Though the nonprofit offers services to individuals of all ages, a particular emphasis is placed on supporting children and families during key developmental years. Wolf-Downes went to a residential deaf school growing up, and she said the ability to socialize with peers who also were identified with hearing loss was invaluable.
“Deaf people want to be able to relate to one another,” said Wolf-Downes, who had a sign language interpreter during the interview. “Socializing with friends is an important part of life, and it can be lonely being the only deaf child in a school with 500 students. This is what is happening in New Hampshire. You will often find school districts with only one child who is deaf or hard of hearing where they do not have similar peers.” 
Central services in a rural state
One of the challenges the nonprofit faces is New Hampshire’s lack of a centralized educational organization that coordinates assistance for deaf and hard of hearing students in the state’s school districts. Though Wolf-Downes believes a shift to a centralized model is on the horizon, the nonprofit now focuses on providing as much assistance as it can at each stage of a child’s transition into the public school system. 
The organization’s Education and Resource Center collaborates with the state’s division of Family-Centered Early Supports and Services and other service agencies across the state to support families and their deaf or hard of hearing children from when they are identified as being deaf or hard of hearing until they’re three years old. However, once they transition into preschool and kindergarten, the organization is focused on assisting schools with developing Individualized Education Programs to fit students’ needs. 
“During this transition, the whole team working with a child typically changes as they go through the process of determining eligibility for special education services,” said Pamela Lovejoy, the center’s deaf and hard of hearing early intervention specialist and teacher of the deaf. “In a short period of time, kids go from working in a home-based, family-centered environment to being in a student-centered environment.”
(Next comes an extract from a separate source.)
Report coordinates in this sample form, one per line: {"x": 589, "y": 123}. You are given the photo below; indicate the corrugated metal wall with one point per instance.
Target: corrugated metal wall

Both Lovejoy and Wolf-Downes said ensuring a smooth transition and effective early development is important, especially in a rural state like New Hampshire. Wolf-Downes said there are larger deaf and hard of hearing populations in cities like Concord, Manchester, Nashua and Portsmouth, due to a broader network of support services for work, education and transportation being available within an immediate or commutable distance. But the nonprofit works with deaf and hard of hearing people across the state in a variety of settings. 
“In rural areas, it can be very isolating to be deaf or hard of hearing,” said Wolf-Downes. “We provide services that help people break down barriers and make their lives better.”